I had finished a week of temporary duty at Stars and Stripes newspaper in Tokyo and was in the waiting room at Tachikawa airport when I heard my name being paged.
Puzzled, I went over to the counter to find out why. It turned out that I was being assigned as a courier guard. I was handed a pistol belt with a holster containing a M1911A1 .45 caliber pistol.
"Um," I said. "I haven't been checked out on this weapon." (I'd range fired M1 and M14 rifles, the M1 carbine and even a shotgun, but never a pistol.) The sergeant whipped out the pistol and did a zip-zap pretend round chambering and said "okay, now you've been checked out." Obviously I would have been worthless if there had been an emergency because I would have fumbled with the chambering and fiddled with the safety for more than enough seconds for disaster to happen. Nevertheless, I was now a courier guard.

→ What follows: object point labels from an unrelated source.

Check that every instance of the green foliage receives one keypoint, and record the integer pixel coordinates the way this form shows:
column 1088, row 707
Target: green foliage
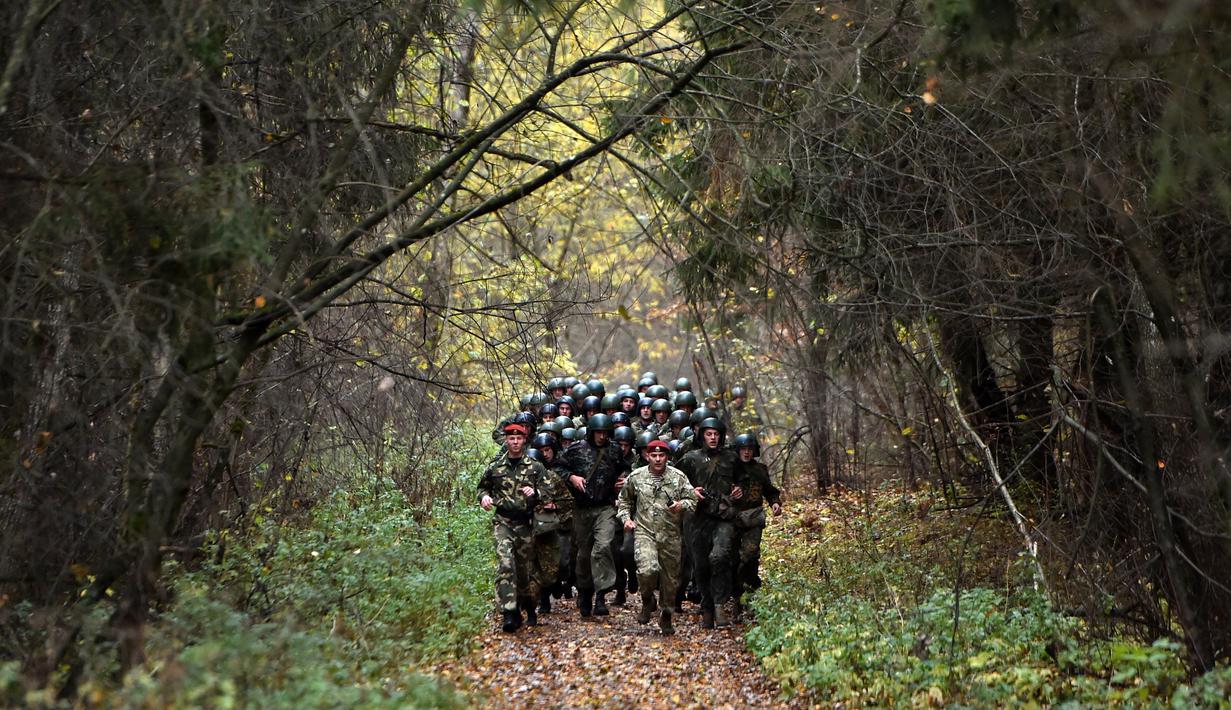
column 838, row 635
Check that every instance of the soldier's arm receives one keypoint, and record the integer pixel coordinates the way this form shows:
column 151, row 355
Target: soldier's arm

I was guarding a Marine Corps major carrying a stuffed, brown leather briefcase handcuffed to his left wrist. He and I had priority seating in an Air Force C-121, the military version of the Lockheed Constellation airliner. All the passenger seats in that plane faced the rear. In the early 1960s it was demonstrated that this was a more survivable seating arrangement in a plane crash. So far as I know, no major airline complied with this idea, but obviously the Air Force did, on a few aircraft at least. Truth is, facing the rear just didn't feel right, and the scheme seems to have been largely abandoned.
The flight was uneventful, and the major and I got priority exiting the C-121 when we arrived at Kimpo airport near Seoul, Korea. I was happy to turn in the gun I didn't know how to use.